The U.S. Supreme Court's decisions on two same-sex marriage cases could have far-reaching effects on the financial lives of same-sex couples, legal experts say.

The Supreme Court is expected to issue a ruling this month on the federal Defense of Marriage Act and a California law known as Proposition 8. The decisions could mean same-sex couples will want to review their federal income taxes and estate plans.

Experts on the issues raised by the cases from the law firm McDermott Will & Emery discussed the financial implications during a webinar Monday.

The Defense of Marriage Act, passed in 1996, restricts federal marriage benefits for income tax and other purposes. It requires states to recognize other states' marriage contracts only if they involves opposite-sex couples. At stake in the federal case is whether the government has to recognize a marriage validly performed in any state or jurisdiction.

Proposition 8 says only marriage between a man and a woman is valid in California. In that case, the court could decide whether it is unconstitutional for California to prohibit same-sex couples from marrying.

If the Supreme Court decides it is unconstitutional to ban same-sex marriage, married same-sex couples will want to review their federal tax returns for the last three years to see if they want to refile as married. Currently, the federal government does not recognize same-sex marriages and couples have had to file as married on the state level and as single on the federal level.

“Couples will not be required to refile tax returns, so they should talk to an advisor to see if it makes sense for them,” says Nicole Pearl, private client partner with experience in estate and tax planning for LGBT couples with McDermott Will & Emery. “If couples are not married, they will want to see if it is advisable for them to get married.”

Currently, for heterosexual couples, estates are not taxed until both spouses die, but for same-sex couple they are taxed when one spouse dies. If the court recognizes same-sex marriages, couples will want to amend their estate plans to take advantage of this change, Pearl says.
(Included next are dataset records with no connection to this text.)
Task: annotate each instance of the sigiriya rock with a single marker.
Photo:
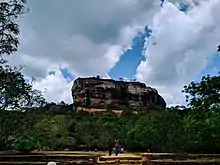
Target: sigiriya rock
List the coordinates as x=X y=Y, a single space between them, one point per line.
x=94 y=92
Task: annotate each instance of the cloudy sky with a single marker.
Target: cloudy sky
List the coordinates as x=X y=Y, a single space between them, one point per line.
x=166 y=44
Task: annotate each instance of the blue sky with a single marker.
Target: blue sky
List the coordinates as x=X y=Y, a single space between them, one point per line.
x=91 y=44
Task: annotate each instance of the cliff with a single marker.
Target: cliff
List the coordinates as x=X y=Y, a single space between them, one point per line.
x=94 y=92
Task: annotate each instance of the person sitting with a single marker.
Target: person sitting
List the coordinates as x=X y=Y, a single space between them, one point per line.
x=110 y=146
x=117 y=147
The decision would probably take affect immediately. “I cannot image them saying something is unconstitutional and letting it continue for some time into the future,” she adds. Twelve states allow same sex marriages and 38 do not.
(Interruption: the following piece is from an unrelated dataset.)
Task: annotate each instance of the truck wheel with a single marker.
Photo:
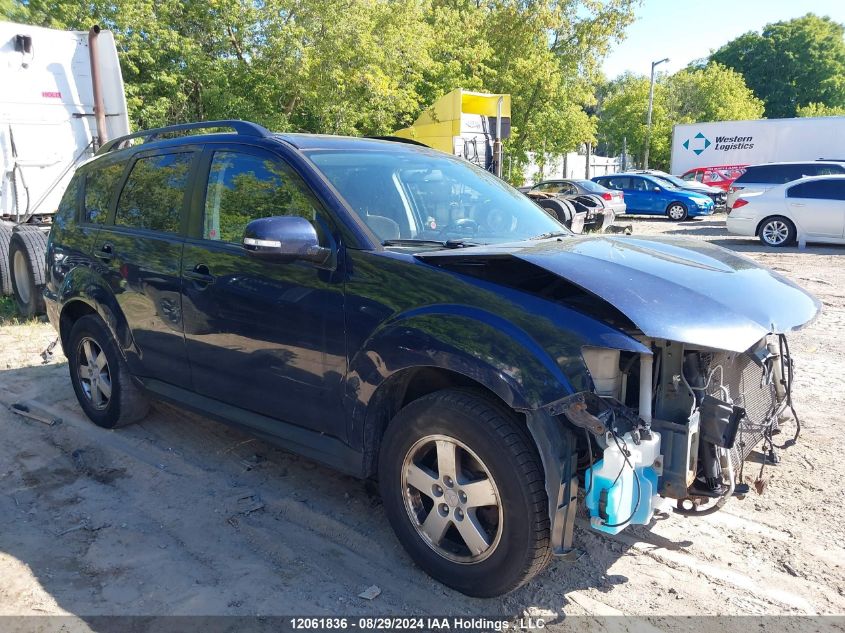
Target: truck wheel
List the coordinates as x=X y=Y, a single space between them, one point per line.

Employers are hoping the decision will simplify the administrative work connected with paying benefits to same-sex couples, says Todd Solomon, employee benefits partner at McDermott Will & Emery and an authority on domestic partner benefits.

Employee benefits paid to same-sex spouses now are taxed as income because the federal government does not recognize the marriage. For heterosexual couples, the benefits for the spouse are not taxed and can be paid for with pretax dollars. The current system requires two sets of procedures for those employers who provide benefits to same-sex couples.

Whether the decision will simplify record keeping for health and retirement benefits remains to be seen, Solomon says.